O governo da Grécia disse hoje que vai dobrar os cortes de gastos e as medidas relacionadas a receitas, diante da pressão recente dos demais integrantes da zona do euro para que o país dê andamento a seu programa de ajuste orçamentário. Em conferência realizada em Lagonissi, um resort ao sul de Atenas, o ministro das Finanças da Grécia, George Papaconstantinou, disse que o governo irá anunciar nos próximos dias medidas de austeridade que resultarão em uma economia de 6 bilhões de euros.

CYNTHIA DECLOEDT, Agencia Estado

18 de maio de 2011 | 12h17

"O governo irá anunciar nos próximos dias medidas que irão exceder 6 bilhões de euros - medidas voltadas para a redução dos gastos e de elevação das receitas", disse Papaconstantinou. Ele negou as especulações recentes de que a Grécia seria forçada a adotar um tipo de reestruturação de sua dívida, algo que o governo do país tem repetidamente negado. "Não há um cenário mágico de reestruturação da dívida da Grécia que resolverá o problema do país", afirmou. "O problema é profundamente estrutural."

O anúncio das novas medidas surge dois dias após os ministros de finanças da União Europeia terem mostrado que novas ações de austeridade são uma condição para qualquer outro desembolso de recursos para a Grécia.

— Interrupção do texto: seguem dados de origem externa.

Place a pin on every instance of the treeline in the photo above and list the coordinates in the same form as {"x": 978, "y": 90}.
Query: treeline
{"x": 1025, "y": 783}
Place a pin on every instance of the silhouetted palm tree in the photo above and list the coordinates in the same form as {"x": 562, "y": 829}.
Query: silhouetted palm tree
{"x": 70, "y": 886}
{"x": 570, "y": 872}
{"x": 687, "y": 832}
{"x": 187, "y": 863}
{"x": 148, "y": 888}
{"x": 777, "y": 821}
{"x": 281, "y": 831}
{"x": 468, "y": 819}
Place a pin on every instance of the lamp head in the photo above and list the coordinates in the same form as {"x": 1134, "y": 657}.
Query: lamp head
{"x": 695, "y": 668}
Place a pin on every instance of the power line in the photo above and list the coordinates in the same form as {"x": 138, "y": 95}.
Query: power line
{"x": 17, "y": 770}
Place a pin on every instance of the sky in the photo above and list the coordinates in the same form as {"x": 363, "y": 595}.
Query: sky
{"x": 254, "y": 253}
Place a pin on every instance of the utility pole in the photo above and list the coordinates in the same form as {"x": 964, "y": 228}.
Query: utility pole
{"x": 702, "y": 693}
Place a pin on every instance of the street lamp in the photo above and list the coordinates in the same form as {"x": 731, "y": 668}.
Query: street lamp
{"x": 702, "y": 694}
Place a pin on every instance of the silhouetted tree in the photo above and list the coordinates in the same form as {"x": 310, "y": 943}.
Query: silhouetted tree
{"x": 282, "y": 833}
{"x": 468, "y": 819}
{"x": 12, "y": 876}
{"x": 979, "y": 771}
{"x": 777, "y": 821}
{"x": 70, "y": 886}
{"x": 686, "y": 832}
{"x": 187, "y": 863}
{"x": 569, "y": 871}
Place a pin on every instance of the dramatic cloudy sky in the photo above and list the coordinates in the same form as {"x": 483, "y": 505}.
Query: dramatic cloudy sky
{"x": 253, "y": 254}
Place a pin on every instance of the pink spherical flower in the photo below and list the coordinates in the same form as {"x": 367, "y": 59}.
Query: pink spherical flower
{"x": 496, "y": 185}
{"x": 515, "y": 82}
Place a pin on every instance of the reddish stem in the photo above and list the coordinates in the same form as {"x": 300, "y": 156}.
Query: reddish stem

No ano passado, o país recebeu 110 bilhões de euros em ajuda do Fundo Monetário Internacional (FMI), da União Europeia e do Banco Central Europeu (BCE).

Desde então, a Grécia reduziu o déficit de seu orçamento em cerca de um terço, para 10,5% do PIB em 2010. Mas uma revisão em alta do déficit do orçamento de 2010, somada ao aprofundamento da recessão, sugere que a Grécia não conseguirá atingir a meta de 2011 para o orçamento.

"Apesar da recessão, não pode haver afrouxamento dos esforços fiscais", disse Papaconstantinou. "Isso significa que teremos de tomar todas as medidas necessárias para manter a meta para o déficit de 2011 que estabelecemos em 7,5% do PIB", observou. As informações são da Dow Jones.